How Many Pandemics Are We Really Up Against? Check the Kingdoms…

Before COVID-19, an entirely different kind of infection had hospitals all over the globe completely spooked.

The threat behind that infection is, by one estimate, responsible for 300 million cases and 1.6 million deaths per year.

That’s more than malaria.

And when COVID started overwhelming hospitals and shutting down the country, it was all medical hands on deck. Those who were researching the original scare had to pause and pivot. 

Even though by the end of 2019, there had been some 1,500 documented cases in the U.S. When COVID hit, the pivoted researchers got very curious very quickly about what effect the coronavirus infection and its treatment would have on their previous focus…

From the looks of it? 

We might be in big trouble.

In fact, this threat is so ubiquitous that every human on the planet inhales around 1,000 molecules of it every single day. 

What are we talking about?

Fungus – and the spores that live on our skin and enter our bodies through our breath, our food, our wounds. There are myriad reasons that fungus is much more frightening now than it ever has been. After all, we know to be afraid of viruses and bacteria, to wash hands and take antibiotics when we’re sick.

But how prepared are we for an attack from the fungal kingdom?

Fungus Sidestepped Human Hubris

We’ve always been confused about fungus. For a long time, we classified fungi as plants – until we made the very important distinction that plants require external resources to reproduce, while fungi don’t. 

Fungi are capable of decimating plant life. 20% of the world’s crop supply is destroyed by fungi every year. 

Wildlife disease caused by fungi is well-known enough that farmers and other plant-based occupations plan against fungus havoc. 

But human disease caused by fungi is simply not studied and feared the same way.

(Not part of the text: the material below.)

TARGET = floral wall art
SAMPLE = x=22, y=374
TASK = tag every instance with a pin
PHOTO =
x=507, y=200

There are about six million discovered species of fungus. Of those, around 300 have been found to cause disease in humans. (That means there are likely more than 300.)

And they’re moving

Because of deforestation, clearing land for crops, advanced intraglobe travel and shipping, introducing fungus to fungicides that end up strengthening their resistance, and we warm the climate which means that fungus learn to adapt to a new temperature.

That’s not great for us, because our warm body temperature has long been a barrier between fungus and us. 

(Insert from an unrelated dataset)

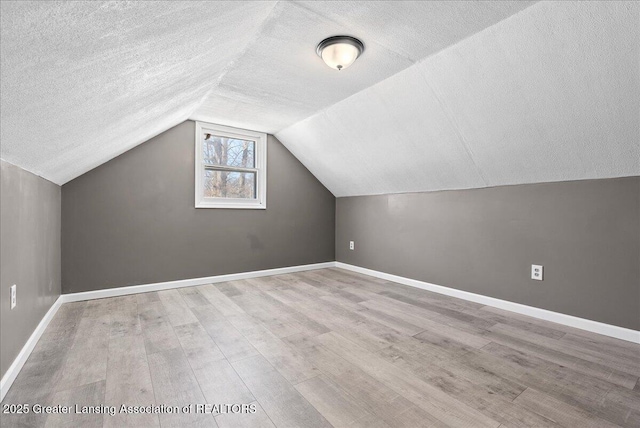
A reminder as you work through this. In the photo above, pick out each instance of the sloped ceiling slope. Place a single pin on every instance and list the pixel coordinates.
(85, 81)
(549, 94)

That’s why we tend to get fungal infections outside of our bodies, because our skin is cooler than the insides of our bodies. 

When you think about how many more people are living with lowered immune function than there used to be (a pre-condition for fungi to really wrench itself into someone’s body) and the fact that strains are becoming stronger predators…

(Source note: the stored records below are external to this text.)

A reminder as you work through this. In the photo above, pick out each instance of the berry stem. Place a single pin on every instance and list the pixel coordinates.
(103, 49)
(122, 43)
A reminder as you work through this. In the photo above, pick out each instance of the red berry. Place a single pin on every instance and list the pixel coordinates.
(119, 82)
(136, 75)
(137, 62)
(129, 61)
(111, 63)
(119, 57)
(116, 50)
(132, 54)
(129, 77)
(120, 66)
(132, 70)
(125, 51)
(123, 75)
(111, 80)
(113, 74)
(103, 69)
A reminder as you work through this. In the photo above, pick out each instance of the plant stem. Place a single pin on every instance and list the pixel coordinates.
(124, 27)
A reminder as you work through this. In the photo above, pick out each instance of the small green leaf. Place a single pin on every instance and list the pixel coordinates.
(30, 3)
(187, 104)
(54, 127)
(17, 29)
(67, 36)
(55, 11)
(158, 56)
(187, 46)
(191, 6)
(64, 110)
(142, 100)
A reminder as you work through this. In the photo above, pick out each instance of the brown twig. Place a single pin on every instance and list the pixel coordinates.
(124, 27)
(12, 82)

Combined with the last year of immuno-suppressant activity (COVID-19 itself, its treatment, and its prevention)…

Here’s what we’re in for.

One Breath Starts it All

Often, when you inhale spores from a deadly fungus, they can bud inside of your organs. It’s easier for them to make it that far if your immune defenses are already down.

Meet Candida auris. This is the strain that was worrying epidemiologists before the pandemic… and has them even more worried now. C. auris doesn’t function like other fungi – balancing the gut and escaping into the bloodstream when a patient has leaky gut or an imbalanced immune system. 

It can pass from person to person, and it can live on metal, plastic, fabric, and paper surfaces.

C. auris has been identified in 40 countries and 6 continents. 

The trouble is that antifungals are often bad for us. Our molecular make-up is similar to fungus, and therefore drugs that attack fungus often attack us too. 

Up to 2/3s of people who contracted C. auris died from it. It tends to live in hospitals, on cold, steel surfaces, and it’s resistant to most antifungals. But that isn’t the only fungus doctors are getting worried about. 

Aspergillus, they say, is worse because it lives everywhere. The fungus works especially well when immune systems that are already suppressed are unable to clear spores away from the lungs. 

It ravaged patients hospitalized with the coronavirus in at least nine countries, again resulting in up to 2/3s of those patients dying.

Because it’s so difficult to develop a drug that will fight fungus and not hurt its molecularly-similar hosts, scientists believe the way forward is to develop vaccines against the most damaging fungi. 

Just like with antibiotics, it’ll be a cat-and-mouse game of researchers trying to gauge threats and get out ahead of them before they become unmanageable.

In the meantime, we have to do everything we can to ensure that our immune systems are healthy and strong.

But we also cannot contract anything that would require immune system suppression in order to treat.

Best to be on guard against the silent invasion of the forgotten kingdom.